Recovery, a tornado story
On a recent hosted rip to Clarksville, Tennessee, I saw first hand what a community can do after a devastating tornado. One look at the statue, “The Day After” a beautiful bronze statue of a man reading a paper, shows how this town rose from the wreckage of a tornado that whipped through their town on January 21st at 4:15 am in 1999. The tornado took spires of churches and ripped roofs off buildings. This beautiful statue is in honor of the tornado and the statue shows a man sitting on a park bench reading an edition of The Leaf Chronicle that came out the day after the devastating tornado. According to Michelle Dickerson, of Visit Clarksville, “The newspaper never missed a day of print.”
The sculptor of “The Day After” is Scott Wise and the statue was completed in 2003.
The tornado was an F3 that spanned six miles in length and was 880 yards wide. Thankfully no one died in this horrific storm and only five were injured. Clarksville is Tennessee’s fifth largest city, and they have a population of around 150,000.
To get the facts on the tornado, I turned to the Weather.gov website. Coverage of the tornado stated, “The tornado ripped apart a 5 block area of downtown Clarksville and teared up buildings in Austin Peay State University. Once the tornado ravaged the city, downtown Clarksville resembled bombed-out London during World War 2. Bricks and glass were strewn everywhere. The photo editor of the Leaf-Chronicle newspapers, Fred Dye, said “It looked like somebody walked through with a broom and knocked over whatever was loose enough to knock down.”
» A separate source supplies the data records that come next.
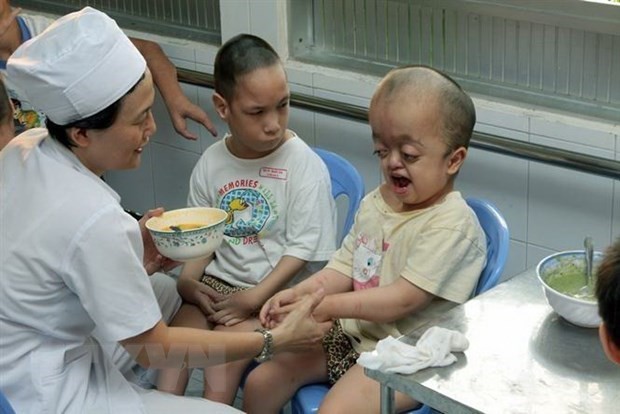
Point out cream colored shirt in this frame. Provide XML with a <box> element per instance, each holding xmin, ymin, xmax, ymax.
<box><xmin>327</xmin><ymin>189</ymin><xmax>486</xmax><ymax>352</ymax></box>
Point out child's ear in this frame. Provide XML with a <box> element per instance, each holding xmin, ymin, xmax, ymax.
<box><xmin>212</xmin><ymin>92</ymin><xmax>228</xmax><ymax>121</ymax></box>
<box><xmin>598</xmin><ymin>323</ymin><xmax>620</xmax><ymax>365</ymax></box>
<box><xmin>448</xmin><ymin>147</ymin><xmax>467</xmax><ymax>175</ymax></box>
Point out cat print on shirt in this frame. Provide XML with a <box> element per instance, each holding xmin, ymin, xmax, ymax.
<box><xmin>353</xmin><ymin>233</ymin><xmax>385</xmax><ymax>290</ymax></box>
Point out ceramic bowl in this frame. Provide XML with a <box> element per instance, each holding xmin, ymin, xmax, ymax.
<box><xmin>536</xmin><ymin>250</ymin><xmax>603</xmax><ymax>328</ymax></box>
<box><xmin>146</xmin><ymin>207</ymin><xmax>227</xmax><ymax>262</ymax></box>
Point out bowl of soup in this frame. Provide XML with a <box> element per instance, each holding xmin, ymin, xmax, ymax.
<box><xmin>146</xmin><ymin>207</ymin><xmax>228</xmax><ymax>262</ymax></box>
<box><xmin>536</xmin><ymin>250</ymin><xmax>603</xmax><ymax>328</ymax></box>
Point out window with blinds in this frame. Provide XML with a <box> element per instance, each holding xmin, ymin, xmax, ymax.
<box><xmin>11</xmin><ymin>0</ymin><xmax>221</xmax><ymax>45</ymax></box>
<box><xmin>290</xmin><ymin>0</ymin><xmax>620</xmax><ymax>120</ymax></box>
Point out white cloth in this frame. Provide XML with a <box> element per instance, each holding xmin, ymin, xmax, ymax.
<box><xmin>7</xmin><ymin>7</ymin><xmax>146</xmax><ymax>125</ymax></box>
<box><xmin>187</xmin><ymin>135</ymin><xmax>336</xmax><ymax>287</ymax></box>
<box><xmin>357</xmin><ymin>326</ymin><xmax>469</xmax><ymax>374</ymax></box>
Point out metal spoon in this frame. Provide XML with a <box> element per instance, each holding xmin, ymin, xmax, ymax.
<box><xmin>583</xmin><ymin>236</ymin><xmax>594</xmax><ymax>292</ymax></box>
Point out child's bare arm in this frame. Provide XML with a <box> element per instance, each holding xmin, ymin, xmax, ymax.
<box><xmin>209</xmin><ymin>256</ymin><xmax>307</xmax><ymax>326</ymax></box>
<box><xmin>177</xmin><ymin>256</ymin><xmax>219</xmax><ymax>315</ymax></box>
<box><xmin>260</xmin><ymin>268</ymin><xmax>353</xmax><ymax>327</ymax></box>
<box><xmin>314</xmin><ymin>277</ymin><xmax>434</xmax><ymax>323</ymax></box>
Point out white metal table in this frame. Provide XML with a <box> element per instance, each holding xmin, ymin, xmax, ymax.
<box><xmin>365</xmin><ymin>269</ymin><xmax>620</xmax><ymax>414</ymax></box>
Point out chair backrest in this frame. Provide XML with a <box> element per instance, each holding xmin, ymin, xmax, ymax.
<box><xmin>0</xmin><ymin>391</ymin><xmax>15</xmax><ymax>414</ymax></box>
<box><xmin>313</xmin><ymin>148</ymin><xmax>365</xmax><ymax>245</ymax></box>
<box><xmin>465</xmin><ymin>197</ymin><xmax>510</xmax><ymax>296</ymax></box>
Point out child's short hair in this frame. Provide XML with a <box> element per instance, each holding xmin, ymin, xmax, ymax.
<box><xmin>381</xmin><ymin>65</ymin><xmax>476</xmax><ymax>151</ymax></box>
<box><xmin>596</xmin><ymin>238</ymin><xmax>620</xmax><ymax>347</ymax></box>
<box><xmin>213</xmin><ymin>34</ymin><xmax>281</xmax><ymax>101</ymax></box>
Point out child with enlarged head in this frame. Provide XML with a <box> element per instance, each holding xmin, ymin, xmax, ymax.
<box><xmin>158</xmin><ymin>34</ymin><xmax>336</xmax><ymax>404</ymax></box>
<box><xmin>596</xmin><ymin>238</ymin><xmax>620</xmax><ymax>364</ymax></box>
<box><xmin>244</xmin><ymin>66</ymin><xmax>486</xmax><ymax>413</ymax></box>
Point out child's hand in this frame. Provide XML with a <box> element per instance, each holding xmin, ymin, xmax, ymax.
<box><xmin>209</xmin><ymin>289</ymin><xmax>260</xmax><ymax>326</ymax></box>
<box><xmin>191</xmin><ymin>282</ymin><xmax>225</xmax><ymax>316</ymax></box>
<box><xmin>272</xmin><ymin>289</ymin><xmax>332</xmax><ymax>352</ymax></box>
<box><xmin>259</xmin><ymin>289</ymin><xmax>299</xmax><ymax>329</ymax></box>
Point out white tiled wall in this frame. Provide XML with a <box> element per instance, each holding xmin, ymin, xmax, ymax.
<box><xmin>106</xmin><ymin>0</ymin><xmax>620</xmax><ymax>277</ymax></box>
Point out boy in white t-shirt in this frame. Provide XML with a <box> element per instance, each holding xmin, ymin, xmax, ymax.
<box><xmin>243</xmin><ymin>66</ymin><xmax>486</xmax><ymax>413</ymax></box>
<box><xmin>158</xmin><ymin>34</ymin><xmax>336</xmax><ymax>404</ymax></box>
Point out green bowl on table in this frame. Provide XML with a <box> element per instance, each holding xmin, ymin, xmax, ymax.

The courthouse built in 1878 was in ruins and the newspaper building was badly damaged. When I arrived this December, 18 years later, the spires of one of the beautiful local churches have risen like a phoenix in iron giving a new look to the city skyline. The courthouse has been rebuilt and the beautiful Custom House museum expanded. The statue of “The Day After” shows a resilience and determination of the people of this historic town that was established in 1790.